The total error rms (solid line), geoid (a) and topography (b) in meters, versus spherical harmonic degree and order. Three types of errors are show: the density model uncertainty (asterisks), the observational error (circles), and the modeling errors (triangles). The numbers on the top show the percent of the harmonic degree error relative to the total signal amplitude of the same harmonic.
f4

Results of the inversion form three families, shown in columns one, two, and three. The decimal logarithm of relative mantle viscosity for each family is shown versus depth (km) for the first (a), second (b), and third (c) family, with the weighted average (solid line), the standard deviation (shaded area), and the weighted minimization function Fmin. Geoid kernels for spherical harmonics l=2-6 corresponding to the three families of mantle viscosity profiles are shown in (d-f). Surface dynamic topography kernels for spherical harmonics l=2-6 corresponding to the three families of mantle viscosity profiles are shown in (g-i). (For clarity, only one fifth of the standard deviation around the weighted average is shown in Figs (d-i).
f5

The dynamic geoid (left column) and the dynamic topography (right column). The estimated fields are shown in (a) and (b) and saturated in color. The means within each solution-family are plotted in (c) and (d), (e) and (f), (g) and (h) for the first, second, and third families, respectively. The contour levels are 20 m (geoid) and 100 m (topography), zero level is white, and positive values are lighter. The fitting criteria, fmin, the variance reduction, VR, and the degree correlation, DC, are shown for each family solution.
f6

The conversion factor determined for the density models.

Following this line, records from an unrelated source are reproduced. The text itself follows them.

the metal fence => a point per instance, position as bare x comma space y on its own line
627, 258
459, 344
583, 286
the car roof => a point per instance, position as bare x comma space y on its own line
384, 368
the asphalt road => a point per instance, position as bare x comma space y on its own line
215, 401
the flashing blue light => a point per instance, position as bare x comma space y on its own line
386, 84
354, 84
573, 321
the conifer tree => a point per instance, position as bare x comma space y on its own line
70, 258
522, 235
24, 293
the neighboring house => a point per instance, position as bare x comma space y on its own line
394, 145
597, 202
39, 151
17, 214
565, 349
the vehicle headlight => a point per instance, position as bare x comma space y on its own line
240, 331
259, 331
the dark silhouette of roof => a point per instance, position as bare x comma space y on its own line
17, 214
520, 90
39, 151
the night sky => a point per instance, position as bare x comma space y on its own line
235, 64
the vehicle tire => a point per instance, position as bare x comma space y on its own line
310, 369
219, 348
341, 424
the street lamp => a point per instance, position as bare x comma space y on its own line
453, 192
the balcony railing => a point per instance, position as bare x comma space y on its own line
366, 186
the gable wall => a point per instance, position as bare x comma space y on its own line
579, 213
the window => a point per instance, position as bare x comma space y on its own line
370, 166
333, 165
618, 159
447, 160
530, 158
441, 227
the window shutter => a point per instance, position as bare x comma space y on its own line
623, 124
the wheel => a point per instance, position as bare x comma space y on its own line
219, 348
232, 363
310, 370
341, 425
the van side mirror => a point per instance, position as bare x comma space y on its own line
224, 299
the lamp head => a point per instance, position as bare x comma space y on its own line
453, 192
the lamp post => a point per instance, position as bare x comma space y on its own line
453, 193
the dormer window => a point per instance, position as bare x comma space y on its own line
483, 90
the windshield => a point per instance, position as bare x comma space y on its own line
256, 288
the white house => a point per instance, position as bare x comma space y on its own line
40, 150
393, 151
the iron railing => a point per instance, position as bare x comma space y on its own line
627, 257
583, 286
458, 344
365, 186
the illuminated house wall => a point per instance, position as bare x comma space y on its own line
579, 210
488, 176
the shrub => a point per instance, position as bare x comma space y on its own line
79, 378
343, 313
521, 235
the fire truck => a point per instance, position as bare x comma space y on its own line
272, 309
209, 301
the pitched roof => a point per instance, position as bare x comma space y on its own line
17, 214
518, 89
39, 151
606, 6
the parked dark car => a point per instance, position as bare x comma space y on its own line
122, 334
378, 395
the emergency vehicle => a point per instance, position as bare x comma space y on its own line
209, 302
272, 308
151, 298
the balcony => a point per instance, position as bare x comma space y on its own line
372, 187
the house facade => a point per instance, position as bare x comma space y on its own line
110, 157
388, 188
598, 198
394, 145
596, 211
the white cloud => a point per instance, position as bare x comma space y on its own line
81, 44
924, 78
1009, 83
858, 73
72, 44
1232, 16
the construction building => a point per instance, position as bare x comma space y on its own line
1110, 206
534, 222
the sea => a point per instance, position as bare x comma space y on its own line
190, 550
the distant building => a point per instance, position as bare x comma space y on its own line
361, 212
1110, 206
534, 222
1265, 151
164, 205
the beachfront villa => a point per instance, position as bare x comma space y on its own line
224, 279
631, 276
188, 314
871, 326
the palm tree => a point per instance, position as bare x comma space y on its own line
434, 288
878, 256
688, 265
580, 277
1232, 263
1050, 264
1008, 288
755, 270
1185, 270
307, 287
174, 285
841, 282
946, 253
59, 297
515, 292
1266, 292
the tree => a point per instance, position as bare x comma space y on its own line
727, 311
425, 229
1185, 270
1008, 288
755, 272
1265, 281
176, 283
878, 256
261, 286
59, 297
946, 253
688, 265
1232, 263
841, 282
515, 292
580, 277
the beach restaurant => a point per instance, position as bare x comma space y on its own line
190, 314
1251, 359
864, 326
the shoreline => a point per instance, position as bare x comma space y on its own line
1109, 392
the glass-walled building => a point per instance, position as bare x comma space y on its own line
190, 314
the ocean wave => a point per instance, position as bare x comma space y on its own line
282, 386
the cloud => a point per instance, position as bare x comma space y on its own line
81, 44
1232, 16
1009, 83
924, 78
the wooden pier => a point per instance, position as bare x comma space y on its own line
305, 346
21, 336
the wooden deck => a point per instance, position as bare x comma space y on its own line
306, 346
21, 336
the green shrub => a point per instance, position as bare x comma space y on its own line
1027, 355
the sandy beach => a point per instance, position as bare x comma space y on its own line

The abscissa corresponds to the dlnr/dlnv-value of the lower mantle. The ordinate is the dlnr/dlnv-value of the upper mantle for pure-seismic models (a-f), and the slab density contrast (kg m-3) relative to the ambient mantle density for the hybrid-models (g-l). Solutions correspond to the first, second and third viscosity families (squares, circles, and asterisks, respectively)
f7

The spherical harmonic coefficients (l=2-6) of the modeled fields, geoid (a) and topography (b), versus those of the observed fields. The dots correspond to coefficients (l=3-6), whereas markers denote l=2 components according to the legend. The mean of the first family solutions is shown by black, of the second by dark gray, and of the third by light gray. The error bars represent uncertainties of the observed fields versus std of the modeled field coefficients within each solution family. The diagonal line represents a perfect fit.